BP was also blasted for various decisions made as it attempted temporarily to abandon the Macondo well. BP's decision to displace mud in the riser pipe before setting a cement plug or another barrier unnecessarily and substantially increased the risk of a blowout, the report said.
BP said in a statement that it supports the commission's efforts to determine the causes of the accident. BP is working with regulators and the industry to ensure that the lessons learned from Macondo lead to improvements in operations ... in deepwater drilling, the company said.
The report reiterated the panel's prior criticism of Halliburton's cement job on the project.
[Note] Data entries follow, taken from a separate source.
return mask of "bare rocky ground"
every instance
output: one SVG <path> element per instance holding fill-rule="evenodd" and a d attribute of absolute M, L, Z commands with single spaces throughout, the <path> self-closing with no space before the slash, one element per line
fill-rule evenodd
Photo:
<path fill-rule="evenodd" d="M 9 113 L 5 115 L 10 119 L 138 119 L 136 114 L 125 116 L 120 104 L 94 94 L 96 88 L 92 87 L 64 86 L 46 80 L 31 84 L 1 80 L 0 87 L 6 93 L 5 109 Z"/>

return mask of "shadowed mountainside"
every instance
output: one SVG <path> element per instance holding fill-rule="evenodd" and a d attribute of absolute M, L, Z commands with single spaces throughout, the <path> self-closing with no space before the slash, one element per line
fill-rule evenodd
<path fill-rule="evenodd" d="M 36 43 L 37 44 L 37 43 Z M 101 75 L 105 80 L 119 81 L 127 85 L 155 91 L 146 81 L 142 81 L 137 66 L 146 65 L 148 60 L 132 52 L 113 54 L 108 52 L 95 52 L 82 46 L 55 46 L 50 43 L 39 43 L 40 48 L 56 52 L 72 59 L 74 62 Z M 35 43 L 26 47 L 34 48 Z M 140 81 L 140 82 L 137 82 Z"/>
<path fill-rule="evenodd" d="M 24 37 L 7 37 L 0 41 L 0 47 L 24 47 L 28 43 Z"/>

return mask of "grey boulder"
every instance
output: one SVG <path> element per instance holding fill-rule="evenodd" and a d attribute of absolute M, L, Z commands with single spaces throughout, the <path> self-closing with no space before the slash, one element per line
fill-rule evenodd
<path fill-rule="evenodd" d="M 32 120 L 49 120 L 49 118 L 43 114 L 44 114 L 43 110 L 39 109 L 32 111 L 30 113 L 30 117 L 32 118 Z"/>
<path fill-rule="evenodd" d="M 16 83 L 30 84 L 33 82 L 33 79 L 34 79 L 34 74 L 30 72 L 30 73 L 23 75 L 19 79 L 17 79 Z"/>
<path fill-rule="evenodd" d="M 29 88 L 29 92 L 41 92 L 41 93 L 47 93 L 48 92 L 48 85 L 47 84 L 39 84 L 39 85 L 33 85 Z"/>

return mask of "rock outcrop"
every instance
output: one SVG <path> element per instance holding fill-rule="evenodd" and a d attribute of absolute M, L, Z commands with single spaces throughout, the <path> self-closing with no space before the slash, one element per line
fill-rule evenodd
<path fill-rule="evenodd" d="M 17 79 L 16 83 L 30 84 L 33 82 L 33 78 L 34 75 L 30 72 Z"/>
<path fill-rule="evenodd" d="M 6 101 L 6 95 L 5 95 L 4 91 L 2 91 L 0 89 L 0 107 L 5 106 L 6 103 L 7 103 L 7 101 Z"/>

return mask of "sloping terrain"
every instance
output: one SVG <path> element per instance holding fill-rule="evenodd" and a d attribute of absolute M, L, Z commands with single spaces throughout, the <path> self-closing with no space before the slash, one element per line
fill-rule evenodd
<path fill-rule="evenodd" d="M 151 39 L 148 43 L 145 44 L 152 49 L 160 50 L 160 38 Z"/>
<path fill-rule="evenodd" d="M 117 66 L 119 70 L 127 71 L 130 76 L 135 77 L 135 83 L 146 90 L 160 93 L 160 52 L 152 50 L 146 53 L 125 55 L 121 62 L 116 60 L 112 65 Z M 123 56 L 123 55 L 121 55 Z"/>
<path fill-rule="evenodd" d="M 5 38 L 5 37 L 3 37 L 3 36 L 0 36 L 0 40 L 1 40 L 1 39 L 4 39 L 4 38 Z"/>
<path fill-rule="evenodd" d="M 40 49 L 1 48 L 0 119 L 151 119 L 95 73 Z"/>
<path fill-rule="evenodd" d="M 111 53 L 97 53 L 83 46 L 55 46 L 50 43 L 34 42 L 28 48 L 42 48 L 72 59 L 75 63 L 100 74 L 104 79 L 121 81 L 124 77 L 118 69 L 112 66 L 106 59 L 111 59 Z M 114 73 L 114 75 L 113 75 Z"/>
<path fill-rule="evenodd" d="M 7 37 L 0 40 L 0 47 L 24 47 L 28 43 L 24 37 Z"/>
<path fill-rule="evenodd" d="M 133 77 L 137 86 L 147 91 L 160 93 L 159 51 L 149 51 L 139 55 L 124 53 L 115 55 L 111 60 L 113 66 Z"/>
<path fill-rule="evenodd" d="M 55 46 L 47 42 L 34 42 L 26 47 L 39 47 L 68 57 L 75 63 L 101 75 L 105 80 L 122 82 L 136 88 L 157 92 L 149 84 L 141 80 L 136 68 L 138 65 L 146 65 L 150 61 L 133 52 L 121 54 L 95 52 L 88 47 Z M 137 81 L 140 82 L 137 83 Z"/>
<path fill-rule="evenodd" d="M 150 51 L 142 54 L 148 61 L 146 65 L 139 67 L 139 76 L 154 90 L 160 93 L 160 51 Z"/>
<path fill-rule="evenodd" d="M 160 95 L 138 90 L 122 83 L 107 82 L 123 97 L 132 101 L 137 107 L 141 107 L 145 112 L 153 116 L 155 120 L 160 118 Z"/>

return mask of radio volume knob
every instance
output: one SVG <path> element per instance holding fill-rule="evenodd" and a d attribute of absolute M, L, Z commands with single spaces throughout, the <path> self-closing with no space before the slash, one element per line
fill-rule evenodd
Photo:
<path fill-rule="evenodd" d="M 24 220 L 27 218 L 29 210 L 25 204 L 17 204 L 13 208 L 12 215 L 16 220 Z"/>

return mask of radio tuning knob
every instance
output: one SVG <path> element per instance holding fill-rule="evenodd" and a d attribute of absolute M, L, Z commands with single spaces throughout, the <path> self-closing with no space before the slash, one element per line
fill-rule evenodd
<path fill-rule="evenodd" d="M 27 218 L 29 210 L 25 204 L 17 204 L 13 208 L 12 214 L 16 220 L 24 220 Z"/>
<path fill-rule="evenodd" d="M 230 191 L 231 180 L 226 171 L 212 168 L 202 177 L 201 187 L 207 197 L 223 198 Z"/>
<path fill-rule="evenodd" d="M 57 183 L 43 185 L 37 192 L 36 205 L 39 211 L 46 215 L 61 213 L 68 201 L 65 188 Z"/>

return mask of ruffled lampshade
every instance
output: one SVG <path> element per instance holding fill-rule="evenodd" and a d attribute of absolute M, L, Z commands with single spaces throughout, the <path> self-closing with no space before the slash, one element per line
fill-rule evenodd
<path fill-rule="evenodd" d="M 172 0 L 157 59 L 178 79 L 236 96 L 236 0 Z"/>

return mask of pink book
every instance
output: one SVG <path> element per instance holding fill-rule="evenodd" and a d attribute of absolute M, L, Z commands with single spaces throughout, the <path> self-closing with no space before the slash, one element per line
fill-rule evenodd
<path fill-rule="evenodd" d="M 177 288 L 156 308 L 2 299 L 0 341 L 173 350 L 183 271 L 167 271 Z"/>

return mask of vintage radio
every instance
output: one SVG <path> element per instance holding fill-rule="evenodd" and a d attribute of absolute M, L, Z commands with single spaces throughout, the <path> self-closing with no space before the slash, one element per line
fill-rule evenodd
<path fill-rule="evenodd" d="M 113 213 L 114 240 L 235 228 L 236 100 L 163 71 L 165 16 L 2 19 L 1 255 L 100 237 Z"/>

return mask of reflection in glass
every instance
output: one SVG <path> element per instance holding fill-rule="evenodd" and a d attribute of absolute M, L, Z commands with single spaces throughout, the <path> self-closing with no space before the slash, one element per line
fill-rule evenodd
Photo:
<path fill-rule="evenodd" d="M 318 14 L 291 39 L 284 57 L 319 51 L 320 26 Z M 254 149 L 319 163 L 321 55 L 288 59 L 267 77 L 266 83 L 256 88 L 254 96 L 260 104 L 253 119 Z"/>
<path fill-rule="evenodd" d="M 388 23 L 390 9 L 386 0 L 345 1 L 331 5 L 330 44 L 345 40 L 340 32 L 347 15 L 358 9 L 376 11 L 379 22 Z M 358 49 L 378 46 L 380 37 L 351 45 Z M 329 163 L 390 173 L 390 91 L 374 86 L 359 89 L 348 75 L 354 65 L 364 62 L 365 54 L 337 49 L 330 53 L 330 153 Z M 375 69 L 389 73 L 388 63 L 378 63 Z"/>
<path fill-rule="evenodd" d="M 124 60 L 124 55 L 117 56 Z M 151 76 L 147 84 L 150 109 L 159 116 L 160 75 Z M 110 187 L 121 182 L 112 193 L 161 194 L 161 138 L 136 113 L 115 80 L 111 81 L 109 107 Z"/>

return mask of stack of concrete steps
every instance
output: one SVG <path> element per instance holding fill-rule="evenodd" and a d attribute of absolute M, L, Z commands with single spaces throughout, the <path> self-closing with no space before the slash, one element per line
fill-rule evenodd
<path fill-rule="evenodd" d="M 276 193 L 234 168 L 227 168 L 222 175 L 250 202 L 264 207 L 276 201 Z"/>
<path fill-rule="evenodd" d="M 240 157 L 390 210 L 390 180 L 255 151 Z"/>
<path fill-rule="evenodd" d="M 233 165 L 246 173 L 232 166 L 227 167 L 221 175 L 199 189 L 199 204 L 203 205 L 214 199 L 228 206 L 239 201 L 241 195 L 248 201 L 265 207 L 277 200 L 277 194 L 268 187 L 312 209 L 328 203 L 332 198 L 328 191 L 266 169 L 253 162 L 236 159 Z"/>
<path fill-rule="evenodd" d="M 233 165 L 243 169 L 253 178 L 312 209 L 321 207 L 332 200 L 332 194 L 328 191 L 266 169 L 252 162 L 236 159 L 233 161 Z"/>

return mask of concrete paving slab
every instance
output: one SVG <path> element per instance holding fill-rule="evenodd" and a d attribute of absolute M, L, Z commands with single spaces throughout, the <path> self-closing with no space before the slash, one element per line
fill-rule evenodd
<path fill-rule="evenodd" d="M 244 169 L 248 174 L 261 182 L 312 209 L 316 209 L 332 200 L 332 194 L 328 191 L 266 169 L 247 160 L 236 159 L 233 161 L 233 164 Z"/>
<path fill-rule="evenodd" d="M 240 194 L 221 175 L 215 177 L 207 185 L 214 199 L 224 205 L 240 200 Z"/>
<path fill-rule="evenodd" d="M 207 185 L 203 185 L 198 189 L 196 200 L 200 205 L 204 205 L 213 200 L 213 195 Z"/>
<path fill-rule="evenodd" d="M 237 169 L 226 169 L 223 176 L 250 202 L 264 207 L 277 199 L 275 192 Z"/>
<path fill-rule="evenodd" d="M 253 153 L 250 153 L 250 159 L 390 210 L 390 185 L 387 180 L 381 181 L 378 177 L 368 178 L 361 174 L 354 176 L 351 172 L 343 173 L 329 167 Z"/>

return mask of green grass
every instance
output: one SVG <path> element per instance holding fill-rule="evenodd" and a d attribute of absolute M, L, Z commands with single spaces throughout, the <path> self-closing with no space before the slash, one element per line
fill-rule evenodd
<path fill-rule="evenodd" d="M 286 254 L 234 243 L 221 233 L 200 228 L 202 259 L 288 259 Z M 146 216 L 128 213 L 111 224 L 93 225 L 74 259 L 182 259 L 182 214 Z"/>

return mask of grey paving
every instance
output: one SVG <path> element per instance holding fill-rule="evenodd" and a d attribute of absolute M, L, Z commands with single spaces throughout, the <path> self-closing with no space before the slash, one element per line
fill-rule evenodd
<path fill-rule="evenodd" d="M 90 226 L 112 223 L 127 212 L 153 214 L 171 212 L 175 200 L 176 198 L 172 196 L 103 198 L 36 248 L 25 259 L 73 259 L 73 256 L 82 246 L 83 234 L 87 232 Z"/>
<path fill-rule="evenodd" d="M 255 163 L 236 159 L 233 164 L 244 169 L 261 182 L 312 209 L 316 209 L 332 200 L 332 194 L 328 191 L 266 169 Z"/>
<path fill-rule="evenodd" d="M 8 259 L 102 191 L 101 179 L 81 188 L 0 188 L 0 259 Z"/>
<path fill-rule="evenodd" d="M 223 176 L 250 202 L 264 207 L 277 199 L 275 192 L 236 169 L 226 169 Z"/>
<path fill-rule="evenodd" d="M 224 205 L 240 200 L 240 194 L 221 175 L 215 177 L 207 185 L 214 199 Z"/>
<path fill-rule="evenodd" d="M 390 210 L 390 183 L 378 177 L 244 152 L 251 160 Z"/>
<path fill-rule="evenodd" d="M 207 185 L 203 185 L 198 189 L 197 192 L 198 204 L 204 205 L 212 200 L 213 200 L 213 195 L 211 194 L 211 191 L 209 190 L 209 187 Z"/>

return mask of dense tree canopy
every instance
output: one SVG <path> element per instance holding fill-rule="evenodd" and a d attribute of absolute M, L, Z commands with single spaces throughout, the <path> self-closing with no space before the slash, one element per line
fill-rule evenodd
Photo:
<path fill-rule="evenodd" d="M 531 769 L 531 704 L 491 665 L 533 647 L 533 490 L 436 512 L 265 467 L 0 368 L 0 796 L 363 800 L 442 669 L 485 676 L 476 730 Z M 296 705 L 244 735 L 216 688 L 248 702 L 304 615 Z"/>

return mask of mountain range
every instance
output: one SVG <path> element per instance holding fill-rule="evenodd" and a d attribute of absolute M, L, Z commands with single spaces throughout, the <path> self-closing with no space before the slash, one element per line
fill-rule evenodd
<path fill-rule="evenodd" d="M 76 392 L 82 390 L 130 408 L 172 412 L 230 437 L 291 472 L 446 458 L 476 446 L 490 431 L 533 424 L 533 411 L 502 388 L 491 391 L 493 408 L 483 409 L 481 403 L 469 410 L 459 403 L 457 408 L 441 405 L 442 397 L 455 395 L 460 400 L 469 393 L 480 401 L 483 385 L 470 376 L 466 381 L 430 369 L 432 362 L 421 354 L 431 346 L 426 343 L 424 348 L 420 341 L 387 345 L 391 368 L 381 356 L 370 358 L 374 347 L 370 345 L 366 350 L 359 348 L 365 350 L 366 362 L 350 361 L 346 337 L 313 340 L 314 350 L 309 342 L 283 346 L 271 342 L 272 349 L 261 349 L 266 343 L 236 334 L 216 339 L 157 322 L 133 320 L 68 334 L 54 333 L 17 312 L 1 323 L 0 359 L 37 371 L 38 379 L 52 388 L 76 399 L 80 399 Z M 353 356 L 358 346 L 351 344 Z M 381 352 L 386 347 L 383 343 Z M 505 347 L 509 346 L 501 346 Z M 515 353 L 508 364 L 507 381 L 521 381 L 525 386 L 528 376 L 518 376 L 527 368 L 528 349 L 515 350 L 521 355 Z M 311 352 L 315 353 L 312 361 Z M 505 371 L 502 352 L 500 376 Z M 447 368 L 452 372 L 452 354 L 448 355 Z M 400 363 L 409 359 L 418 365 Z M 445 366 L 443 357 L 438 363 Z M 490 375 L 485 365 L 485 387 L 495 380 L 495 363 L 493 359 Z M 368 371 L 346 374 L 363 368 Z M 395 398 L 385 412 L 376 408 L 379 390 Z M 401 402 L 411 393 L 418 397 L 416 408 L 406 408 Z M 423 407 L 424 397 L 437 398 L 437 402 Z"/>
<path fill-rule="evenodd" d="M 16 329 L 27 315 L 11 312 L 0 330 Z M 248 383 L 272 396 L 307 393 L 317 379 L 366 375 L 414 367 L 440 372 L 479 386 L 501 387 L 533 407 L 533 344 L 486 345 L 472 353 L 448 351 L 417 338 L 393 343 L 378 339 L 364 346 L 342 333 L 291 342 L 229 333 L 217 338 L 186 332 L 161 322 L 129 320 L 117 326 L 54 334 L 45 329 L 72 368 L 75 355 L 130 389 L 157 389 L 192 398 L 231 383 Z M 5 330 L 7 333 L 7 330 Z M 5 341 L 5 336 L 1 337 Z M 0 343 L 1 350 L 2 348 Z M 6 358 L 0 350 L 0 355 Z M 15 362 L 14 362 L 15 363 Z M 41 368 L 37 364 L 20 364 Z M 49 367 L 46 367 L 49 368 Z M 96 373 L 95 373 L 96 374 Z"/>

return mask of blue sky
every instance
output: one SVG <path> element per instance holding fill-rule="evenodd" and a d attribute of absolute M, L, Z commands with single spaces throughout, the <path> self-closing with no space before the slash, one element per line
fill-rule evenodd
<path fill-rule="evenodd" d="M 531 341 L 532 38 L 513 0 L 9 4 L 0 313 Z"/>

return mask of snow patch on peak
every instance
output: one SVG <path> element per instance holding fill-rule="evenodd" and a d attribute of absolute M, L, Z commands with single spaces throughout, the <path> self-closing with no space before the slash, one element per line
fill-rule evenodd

Halliburton documents strongly suggest the company may have pumped cement into the well before receiving any test data that indicated it would be stable, the report said.
Halliburton disputed the commission's accusations about its cement testing. The company said in a statement that it had received test results showing its cement formula would be stable before carrying out the Macondo job. The commission selectively omitted information we provided to them, Halliburton said.
Transocean and BP were chided for lacking an internal procedure for interpreting negative pressure tests, which workers on the Deepwater Horizon rig misread.
In addition, Transocean failed to communicate to crew lessons learned from a similar incident on one of the company's' rigs that almost led to an accident in the North Sea four months before the Macondo accident.
In response to the report, Transocean said the company's workers were well trained and considered among the best in the business. The company also said that consistent with industry standards, the final procedures on the rig were directed by BP engineers.
Based on the limited information made available to them, the Transocean crew took appropriate actions to gain control of the well, a Transocean spokesman said.
The commission said U.S. government regulators lacked the authority, resources and expertise to prevent safety lapses.
Since the spill, the Obama administration has restructured the federal offshore drilling regulator and implemented a raft of new regulations aimed at strengthening government oversight.